Rape as a weapon of war. Between 1992 and 1995, during the conflict in Bosnia-Herzegovina, abuses by soldiers were not just a “side effect” of the conflict. Bosnia’s war was also fought on the body of women and girls: a lot of violence and rapes, in fact, were explicitly ordered by the officers as part of the strategy of ethnic cleansing taking place in the region. In those years, thousands of women, the estimates range from 20 to 50 thousand, were abused.
Twenty years after the outbreak of the conflict, what are the wounds that still remain open? Have the Hague International Court and local courts been able to give an adequate answer to the thousands of men and women demanding justice? Or is there a need for a different form of justice?
The project, promoted by several local associations, in order to create a “Court of Women”, already provides a first answer. It is actually a superpartes initiative involving “Women in Black” of Belgrade (in the role of project leader), the “Centre for Women’s Studies” of Zagreb and Belgrade, the “Centre for Women victims of war” of Zagreb, the “Network of women in Kosovo”, “Soul Kotor” of Montenegro, “Mothers of Srebrenica” and “Women for women” of Bosnia and Herzegovina.

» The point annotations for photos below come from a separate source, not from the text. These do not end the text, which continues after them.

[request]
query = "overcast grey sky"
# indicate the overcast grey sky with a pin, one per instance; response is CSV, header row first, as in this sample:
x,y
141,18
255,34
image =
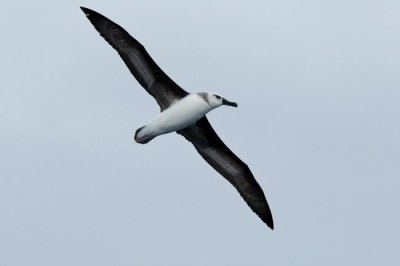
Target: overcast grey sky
x,y
318,122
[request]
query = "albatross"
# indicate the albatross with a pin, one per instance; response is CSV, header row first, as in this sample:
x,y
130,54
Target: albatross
x,y
182,112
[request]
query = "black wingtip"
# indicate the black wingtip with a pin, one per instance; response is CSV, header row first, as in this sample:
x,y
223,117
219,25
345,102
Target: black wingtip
x,y
85,10
88,12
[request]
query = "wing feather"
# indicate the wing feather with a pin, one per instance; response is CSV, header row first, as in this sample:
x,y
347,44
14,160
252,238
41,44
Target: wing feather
x,y
139,62
221,158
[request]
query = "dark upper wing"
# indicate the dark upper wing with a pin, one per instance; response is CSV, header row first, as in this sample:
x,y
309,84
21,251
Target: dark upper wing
x,y
139,62
218,155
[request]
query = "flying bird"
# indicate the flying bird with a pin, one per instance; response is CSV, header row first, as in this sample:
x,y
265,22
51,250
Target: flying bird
x,y
182,112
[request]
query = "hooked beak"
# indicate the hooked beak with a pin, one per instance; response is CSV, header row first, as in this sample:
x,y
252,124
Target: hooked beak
x,y
226,102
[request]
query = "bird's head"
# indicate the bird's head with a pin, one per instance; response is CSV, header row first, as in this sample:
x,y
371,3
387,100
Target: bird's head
x,y
216,100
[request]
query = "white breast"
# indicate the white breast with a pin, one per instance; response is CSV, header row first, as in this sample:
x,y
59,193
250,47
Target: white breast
x,y
179,115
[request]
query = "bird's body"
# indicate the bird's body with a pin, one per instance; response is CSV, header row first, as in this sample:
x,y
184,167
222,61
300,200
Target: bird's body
x,y
179,115
184,113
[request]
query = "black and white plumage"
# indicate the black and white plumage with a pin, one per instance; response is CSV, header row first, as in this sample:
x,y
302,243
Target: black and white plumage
x,y
182,112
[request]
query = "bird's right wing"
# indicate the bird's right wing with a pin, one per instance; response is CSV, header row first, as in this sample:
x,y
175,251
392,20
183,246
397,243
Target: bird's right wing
x,y
222,159
139,62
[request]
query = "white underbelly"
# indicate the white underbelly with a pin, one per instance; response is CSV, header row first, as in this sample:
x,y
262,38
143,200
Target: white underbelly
x,y
180,115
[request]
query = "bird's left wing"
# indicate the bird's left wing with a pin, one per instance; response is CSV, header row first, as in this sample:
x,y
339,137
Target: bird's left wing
x,y
139,62
222,159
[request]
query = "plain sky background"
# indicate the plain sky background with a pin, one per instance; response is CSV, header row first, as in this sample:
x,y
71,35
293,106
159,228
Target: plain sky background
x,y
318,122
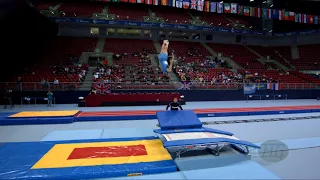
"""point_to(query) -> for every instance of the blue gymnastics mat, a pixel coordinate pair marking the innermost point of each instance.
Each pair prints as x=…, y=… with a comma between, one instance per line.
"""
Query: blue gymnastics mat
x=178, y=120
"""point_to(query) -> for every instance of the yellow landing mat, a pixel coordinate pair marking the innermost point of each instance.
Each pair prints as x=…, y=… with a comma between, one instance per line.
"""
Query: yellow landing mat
x=44, y=114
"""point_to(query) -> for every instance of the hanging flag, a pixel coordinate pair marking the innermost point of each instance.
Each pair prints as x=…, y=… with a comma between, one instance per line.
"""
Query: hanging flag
x=148, y=1
x=310, y=19
x=246, y=11
x=227, y=8
x=281, y=14
x=297, y=17
x=193, y=4
x=186, y=4
x=291, y=16
x=240, y=10
x=207, y=6
x=200, y=4
x=172, y=3
x=275, y=14
x=304, y=19
x=220, y=8
x=234, y=8
x=286, y=15
x=164, y=2
x=258, y=12
x=252, y=11
x=270, y=13
x=265, y=13
x=213, y=7
x=316, y=19
x=179, y=3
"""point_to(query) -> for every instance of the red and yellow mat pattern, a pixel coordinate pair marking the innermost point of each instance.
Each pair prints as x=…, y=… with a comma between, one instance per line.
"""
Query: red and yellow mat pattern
x=103, y=153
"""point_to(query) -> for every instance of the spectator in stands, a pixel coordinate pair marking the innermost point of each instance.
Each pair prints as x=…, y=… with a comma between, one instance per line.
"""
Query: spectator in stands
x=163, y=58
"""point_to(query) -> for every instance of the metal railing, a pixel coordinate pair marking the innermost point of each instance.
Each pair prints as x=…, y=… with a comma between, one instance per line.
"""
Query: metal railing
x=75, y=86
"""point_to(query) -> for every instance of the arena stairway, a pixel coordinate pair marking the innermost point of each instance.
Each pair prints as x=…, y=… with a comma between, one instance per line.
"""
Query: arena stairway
x=87, y=83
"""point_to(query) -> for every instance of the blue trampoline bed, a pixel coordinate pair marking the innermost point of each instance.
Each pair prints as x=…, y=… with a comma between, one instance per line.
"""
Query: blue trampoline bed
x=182, y=131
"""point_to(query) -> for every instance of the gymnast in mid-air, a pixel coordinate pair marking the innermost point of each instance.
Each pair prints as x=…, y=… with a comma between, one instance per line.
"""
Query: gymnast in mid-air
x=163, y=58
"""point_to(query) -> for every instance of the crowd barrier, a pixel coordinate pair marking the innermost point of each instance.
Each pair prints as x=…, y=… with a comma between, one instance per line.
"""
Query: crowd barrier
x=75, y=86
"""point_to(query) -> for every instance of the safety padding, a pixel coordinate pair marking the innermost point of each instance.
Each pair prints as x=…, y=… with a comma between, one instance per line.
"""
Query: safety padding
x=75, y=160
x=114, y=118
x=204, y=129
x=207, y=141
x=186, y=119
x=20, y=121
x=56, y=120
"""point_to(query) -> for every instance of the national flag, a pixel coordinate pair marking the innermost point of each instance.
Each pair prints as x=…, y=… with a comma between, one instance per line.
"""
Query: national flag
x=270, y=13
x=316, y=19
x=273, y=86
x=281, y=13
x=275, y=14
x=193, y=4
x=297, y=17
x=265, y=13
x=220, y=8
x=291, y=16
x=213, y=7
x=164, y=2
x=246, y=11
x=227, y=8
x=186, y=4
x=252, y=11
x=200, y=4
x=304, y=18
x=310, y=19
x=172, y=3
x=286, y=15
x=234, y=8
x=102, y=88
x=249, y=89
x=258, y=12
x=185, y=86
x=179, y=3
x=148, y=1
x=240, y=10
x=207, y=6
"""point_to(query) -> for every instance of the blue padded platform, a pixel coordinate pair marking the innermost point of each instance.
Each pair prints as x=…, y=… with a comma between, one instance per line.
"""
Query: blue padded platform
x=204, y=129
x=43, y=120
x=17, y=158
x=178, y=120
x=205, y=141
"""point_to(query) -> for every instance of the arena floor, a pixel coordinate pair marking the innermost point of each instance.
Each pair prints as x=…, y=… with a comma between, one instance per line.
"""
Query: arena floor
x=302, y=138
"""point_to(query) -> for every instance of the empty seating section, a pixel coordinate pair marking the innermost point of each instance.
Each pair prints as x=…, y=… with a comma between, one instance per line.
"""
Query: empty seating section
x=45, y=5
x=80, y=9
x=213, y=19
x=129, y=46
x=270, y=51
x=241, y=55
x=172, y=15
x=125, y=12
x=309, y=58
x=190, y=50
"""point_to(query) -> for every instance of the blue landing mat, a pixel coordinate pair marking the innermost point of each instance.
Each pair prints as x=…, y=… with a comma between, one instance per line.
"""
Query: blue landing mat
x=17, y=158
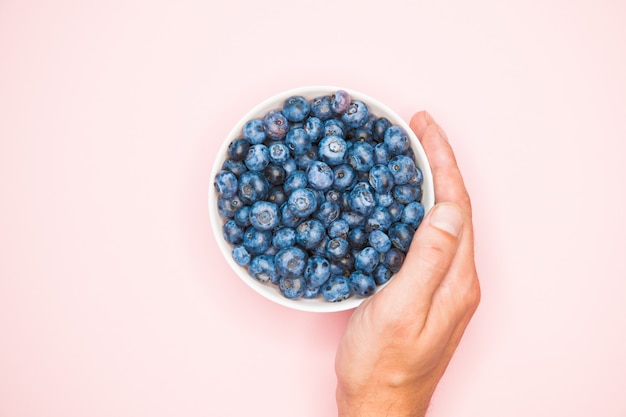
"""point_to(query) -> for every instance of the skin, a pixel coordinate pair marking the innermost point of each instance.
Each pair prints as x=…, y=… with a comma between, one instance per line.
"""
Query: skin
x=399, y=342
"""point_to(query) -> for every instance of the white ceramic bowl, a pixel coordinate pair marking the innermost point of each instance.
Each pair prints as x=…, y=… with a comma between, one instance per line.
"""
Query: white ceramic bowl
x=271, y=291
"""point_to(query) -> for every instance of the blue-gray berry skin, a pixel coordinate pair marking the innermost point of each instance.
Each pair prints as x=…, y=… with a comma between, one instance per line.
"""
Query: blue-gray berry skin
x=362, y=199
x=401, y=235
x=302, y=202
x=367, y=259
x=356, y=115
x=402, y=168
x=412, y=214
x=379, y=241
x=317, y=271
x=238, y=149
x=254, y=131
x=296, y=108
x=252, y=187
x=256, y=241
x=336, y=289
x=394, y=259
x=361, y=156
x=340, y=101
x=292, y=286
x=362, y=284
x=290, y=261
x=382, y=274
x=232, y=232
x=320, y=108
x=228, y=207
x=310, y=233
x=297, y=179
x=284, y=237
x=332, y=150
x=276, y=125
x=264, y=215
x=397, y=140
x=226, y=184
x=320, y=176
x=241, y=255
x=298, y=141
x=262, y=268
x=381, y=178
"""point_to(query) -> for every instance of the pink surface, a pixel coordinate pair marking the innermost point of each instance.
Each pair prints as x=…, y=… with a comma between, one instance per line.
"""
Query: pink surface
x=113, y=297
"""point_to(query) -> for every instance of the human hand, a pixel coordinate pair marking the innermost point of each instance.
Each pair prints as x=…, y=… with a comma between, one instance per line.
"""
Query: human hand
x=399, y=342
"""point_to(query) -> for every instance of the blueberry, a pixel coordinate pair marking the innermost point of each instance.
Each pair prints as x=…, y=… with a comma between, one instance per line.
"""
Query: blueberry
x=241, y=256
x=337, y=248
x=328, y=212
x=319, y=175
x=284, y=237
x=394, y=259
x=302, y=202
x=379, y=241
x=310, y=233
x=362, y=284
x=320, y=108
x=401, y=235
x=228, y=207
x=236, y=167
x=397, y=140
x=340, y=101
x=403, y=169
x=332, y=150
x=317, y=271
x=345, y=177
x=278, y=152
x=412, y=214
x=262, y=268
x=290, y=261
x=381, y=178
x=357, y=237
x=334, y=127
x=298, y=141
x=297, y=179
x=242, y=216
x=292, y=286
x=367, y=259
x=238, y=149
x=258, y=157
x=315, y=128
x=337, y=288
x=276, y=125
x=287, y=217
x=296, y=108
x=361, y=156
x=256, y=241
x=277, y=195
x=264, y=215
x=338, y=228
x=382, y=274
x=226, y=184
x=362, y=199
x=356, y=115
x=253, y=186
x=254, y=131
x=232, y=232
x=380, y=127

The Court, which will have jurisdiction over the territory of former Yugoslavia, wants to propose a different model of justice, as opposed to that of traditional courts. A court that might place at its core women and their stories: not only to tell acts of violence, but also to provide spaces for dignity, listening and the recognition of loss. A court that focuses on victims and on survivors.
With my work, I would like to document the first steps of the “Court of Women” and understand what could be the possible developments. I have interviewed the protagonists of this initiative in order to raise their hands about the path that led to this initiative and their expectations. I have also met women who were raped and have had the chance and the courage to tell their experience and the strength of going ahead and be reborn. Eventually, I had the chance to talk with some young girls who volunteers in associations that deal with violence on women: they are strong and eager to re-construct Bosnia and Herzegovina; they aims to overcome the hates that have divided their parents, but at the same time, they have to deal with a country which has high rates of unemployment and severe economic crises.
I am not interested in making a political speech or discussing on the claims of those who have suffered major or minor wrongs during the conflict. At the heart of my work there is solely and exclusively women: Bosnian, Serbian and Croatian regardless of ethnicity. With this reportage I want to talk about the role women are playing in aiding each others to overcome the lack of justice of these 20 years after the beginning of war.
I would like that my work could be considered a tribute to their strength in facing war’s aftermath and in working for the construction of new Bosnia.